Evoquant les près de 6,5 millions d'électeurs de Marine Le Pen au premier tour de la présidentielle, dimanche, Nicolas Sarkozy a estimé qu'il était "normal qu'on leur parle" et indiqué qu'il n'avait "jamais frayé" avec les dirigeants du parti d'extrême droite.

A la question de savoir s'il ne risquait pas d'effrayer des électeurs centristes et modérés en évoquant des thèmes sensibles comme l'immigration, il a répondu: "Quand on parle à 40 millions d'électeurs, à 65 millions de Français, il y a toujours un risque, mais le pire risque c'est de ne pas leur parler." "Je conteste l'idée qu'entre les uns et les autres, il y aurait une barrière infranchissable", a-t-il ajouté.
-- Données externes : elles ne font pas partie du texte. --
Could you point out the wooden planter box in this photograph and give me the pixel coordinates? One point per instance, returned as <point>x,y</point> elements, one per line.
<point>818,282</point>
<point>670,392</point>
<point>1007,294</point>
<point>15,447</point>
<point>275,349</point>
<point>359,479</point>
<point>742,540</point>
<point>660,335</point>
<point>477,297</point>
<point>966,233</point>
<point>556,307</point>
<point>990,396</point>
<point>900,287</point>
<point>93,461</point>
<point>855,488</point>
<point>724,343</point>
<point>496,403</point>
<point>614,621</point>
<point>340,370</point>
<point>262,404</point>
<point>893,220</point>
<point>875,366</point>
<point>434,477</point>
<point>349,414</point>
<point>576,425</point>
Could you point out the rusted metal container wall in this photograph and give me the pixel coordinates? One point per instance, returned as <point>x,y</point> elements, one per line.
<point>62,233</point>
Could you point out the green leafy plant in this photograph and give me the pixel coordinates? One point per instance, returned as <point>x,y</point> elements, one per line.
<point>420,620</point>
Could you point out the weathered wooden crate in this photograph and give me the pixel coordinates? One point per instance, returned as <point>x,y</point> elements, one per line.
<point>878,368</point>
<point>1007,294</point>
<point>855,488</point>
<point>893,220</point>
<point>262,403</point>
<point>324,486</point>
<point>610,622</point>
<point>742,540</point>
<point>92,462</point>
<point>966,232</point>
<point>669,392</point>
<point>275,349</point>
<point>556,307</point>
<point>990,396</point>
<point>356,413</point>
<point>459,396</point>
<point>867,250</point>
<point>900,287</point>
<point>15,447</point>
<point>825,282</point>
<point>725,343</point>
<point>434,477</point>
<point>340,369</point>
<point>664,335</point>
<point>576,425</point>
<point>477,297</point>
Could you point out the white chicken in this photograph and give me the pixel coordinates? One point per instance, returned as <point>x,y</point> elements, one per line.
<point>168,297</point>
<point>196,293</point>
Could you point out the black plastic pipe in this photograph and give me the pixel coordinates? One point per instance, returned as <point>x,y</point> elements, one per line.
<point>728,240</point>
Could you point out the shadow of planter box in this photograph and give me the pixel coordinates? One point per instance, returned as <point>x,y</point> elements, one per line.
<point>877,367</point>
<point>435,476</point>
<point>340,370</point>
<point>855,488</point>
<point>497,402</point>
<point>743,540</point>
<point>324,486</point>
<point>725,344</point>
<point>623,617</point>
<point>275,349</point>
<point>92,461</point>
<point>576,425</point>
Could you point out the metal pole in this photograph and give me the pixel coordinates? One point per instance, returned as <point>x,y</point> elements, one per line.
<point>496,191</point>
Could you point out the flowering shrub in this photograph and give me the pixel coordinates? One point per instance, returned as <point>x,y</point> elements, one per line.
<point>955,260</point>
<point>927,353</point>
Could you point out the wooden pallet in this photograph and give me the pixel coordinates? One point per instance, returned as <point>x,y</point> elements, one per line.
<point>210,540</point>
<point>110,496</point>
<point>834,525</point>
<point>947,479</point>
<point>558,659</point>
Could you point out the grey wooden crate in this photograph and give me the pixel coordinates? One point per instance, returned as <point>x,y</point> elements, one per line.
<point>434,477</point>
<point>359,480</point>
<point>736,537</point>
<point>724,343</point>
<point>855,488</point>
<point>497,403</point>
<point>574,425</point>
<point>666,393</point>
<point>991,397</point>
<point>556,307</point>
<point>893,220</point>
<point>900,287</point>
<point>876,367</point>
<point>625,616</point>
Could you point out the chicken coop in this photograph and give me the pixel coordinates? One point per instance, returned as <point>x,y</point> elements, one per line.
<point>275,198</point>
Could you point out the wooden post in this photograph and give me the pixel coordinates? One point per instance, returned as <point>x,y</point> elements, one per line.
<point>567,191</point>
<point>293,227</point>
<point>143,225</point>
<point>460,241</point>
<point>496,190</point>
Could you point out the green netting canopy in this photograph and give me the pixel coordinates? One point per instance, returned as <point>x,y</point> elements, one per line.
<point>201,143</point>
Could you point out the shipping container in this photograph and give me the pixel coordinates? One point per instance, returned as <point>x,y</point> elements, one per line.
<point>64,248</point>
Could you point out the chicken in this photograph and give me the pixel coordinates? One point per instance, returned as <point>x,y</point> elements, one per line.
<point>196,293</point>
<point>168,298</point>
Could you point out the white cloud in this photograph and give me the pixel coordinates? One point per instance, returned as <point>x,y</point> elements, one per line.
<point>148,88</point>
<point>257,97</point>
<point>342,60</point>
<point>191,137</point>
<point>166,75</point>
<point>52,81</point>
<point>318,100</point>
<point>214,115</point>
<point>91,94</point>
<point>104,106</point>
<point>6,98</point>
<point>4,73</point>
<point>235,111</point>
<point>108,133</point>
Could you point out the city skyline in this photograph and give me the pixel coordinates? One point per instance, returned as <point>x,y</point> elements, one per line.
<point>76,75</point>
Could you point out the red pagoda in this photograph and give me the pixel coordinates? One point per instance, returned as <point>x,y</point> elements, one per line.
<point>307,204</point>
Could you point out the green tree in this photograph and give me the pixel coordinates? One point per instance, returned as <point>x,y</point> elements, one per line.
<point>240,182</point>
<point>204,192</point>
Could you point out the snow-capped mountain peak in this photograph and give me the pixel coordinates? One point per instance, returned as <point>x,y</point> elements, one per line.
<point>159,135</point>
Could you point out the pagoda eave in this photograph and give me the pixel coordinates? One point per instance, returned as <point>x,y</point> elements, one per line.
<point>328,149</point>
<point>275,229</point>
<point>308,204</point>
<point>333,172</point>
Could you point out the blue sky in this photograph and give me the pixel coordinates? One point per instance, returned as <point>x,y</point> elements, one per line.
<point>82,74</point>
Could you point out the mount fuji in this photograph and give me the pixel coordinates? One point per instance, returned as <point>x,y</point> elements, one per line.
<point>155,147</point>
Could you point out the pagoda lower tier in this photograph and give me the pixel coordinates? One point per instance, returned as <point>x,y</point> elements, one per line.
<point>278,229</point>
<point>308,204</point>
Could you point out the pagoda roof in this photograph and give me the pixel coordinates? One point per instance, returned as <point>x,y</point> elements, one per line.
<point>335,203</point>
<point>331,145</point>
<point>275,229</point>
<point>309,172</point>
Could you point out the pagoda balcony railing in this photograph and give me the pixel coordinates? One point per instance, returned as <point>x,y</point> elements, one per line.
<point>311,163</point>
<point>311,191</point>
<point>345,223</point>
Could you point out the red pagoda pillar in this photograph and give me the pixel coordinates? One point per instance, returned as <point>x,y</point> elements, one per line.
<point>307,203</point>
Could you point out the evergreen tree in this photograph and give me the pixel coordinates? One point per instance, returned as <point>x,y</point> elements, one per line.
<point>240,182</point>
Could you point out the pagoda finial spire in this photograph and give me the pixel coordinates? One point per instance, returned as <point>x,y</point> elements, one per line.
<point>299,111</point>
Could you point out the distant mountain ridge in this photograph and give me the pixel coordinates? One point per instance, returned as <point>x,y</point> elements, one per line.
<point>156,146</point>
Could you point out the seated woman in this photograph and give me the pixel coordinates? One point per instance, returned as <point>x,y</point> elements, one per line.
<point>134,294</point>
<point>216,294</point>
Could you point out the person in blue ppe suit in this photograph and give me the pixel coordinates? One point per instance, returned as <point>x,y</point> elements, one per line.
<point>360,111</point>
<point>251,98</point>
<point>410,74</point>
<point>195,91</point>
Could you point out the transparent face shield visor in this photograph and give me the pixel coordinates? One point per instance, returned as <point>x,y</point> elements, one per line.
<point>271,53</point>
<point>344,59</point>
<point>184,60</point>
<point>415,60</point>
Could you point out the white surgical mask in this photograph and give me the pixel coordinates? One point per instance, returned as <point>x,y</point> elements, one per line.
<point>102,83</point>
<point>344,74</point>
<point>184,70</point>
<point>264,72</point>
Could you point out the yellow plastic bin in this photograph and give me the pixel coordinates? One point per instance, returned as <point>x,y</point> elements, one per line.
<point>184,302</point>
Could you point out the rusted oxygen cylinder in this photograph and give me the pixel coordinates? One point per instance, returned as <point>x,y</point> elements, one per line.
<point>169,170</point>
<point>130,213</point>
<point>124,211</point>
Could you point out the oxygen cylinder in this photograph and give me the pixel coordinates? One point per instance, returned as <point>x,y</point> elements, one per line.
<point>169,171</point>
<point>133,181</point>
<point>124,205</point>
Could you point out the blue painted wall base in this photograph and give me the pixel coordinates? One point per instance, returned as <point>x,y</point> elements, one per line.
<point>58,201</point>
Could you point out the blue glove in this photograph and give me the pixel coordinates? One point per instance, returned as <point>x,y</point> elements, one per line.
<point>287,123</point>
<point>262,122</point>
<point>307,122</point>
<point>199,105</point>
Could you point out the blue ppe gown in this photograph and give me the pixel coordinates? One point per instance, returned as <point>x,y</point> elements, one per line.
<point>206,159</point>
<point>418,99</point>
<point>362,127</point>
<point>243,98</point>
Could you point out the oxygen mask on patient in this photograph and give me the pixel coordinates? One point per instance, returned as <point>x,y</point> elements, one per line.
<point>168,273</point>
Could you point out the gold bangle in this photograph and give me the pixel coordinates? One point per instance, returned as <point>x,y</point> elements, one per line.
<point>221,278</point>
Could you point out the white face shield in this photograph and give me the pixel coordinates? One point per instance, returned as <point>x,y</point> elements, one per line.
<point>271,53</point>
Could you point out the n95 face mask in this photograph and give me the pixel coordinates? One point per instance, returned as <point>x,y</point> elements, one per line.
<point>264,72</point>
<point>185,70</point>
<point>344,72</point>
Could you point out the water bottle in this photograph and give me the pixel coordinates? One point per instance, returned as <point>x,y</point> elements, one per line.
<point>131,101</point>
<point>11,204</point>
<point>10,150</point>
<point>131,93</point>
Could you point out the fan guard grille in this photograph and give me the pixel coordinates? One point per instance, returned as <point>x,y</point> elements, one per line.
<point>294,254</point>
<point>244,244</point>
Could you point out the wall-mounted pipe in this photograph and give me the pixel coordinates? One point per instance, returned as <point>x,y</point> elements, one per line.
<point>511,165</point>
Le président sortant estime encore être parvenu, depuis le début de sa campagne, à "détacher autant de gens du Front national que des centristes sans qu'il y ait la moindre contradiction".
Interrogé sur les réserves émanant de son propre camp sur les risques d'une trop forte droitisation de sa campagne, il a invoqué les scores du premier tour de la présidentielle 2002, où l'extrême droite a fait jeu égal avec le candidat de droite Jacques Chirac. "Les chiffres sont violents: au premier tour de l'élection présidentielle de 2002, Le Pen plus (Bruno) Mégret, ça fait 19, Jacques Chirac 19. En 2012, Mme Le Pen fait 18, je fais 27. Y a-t-il une erreur de stratégie?"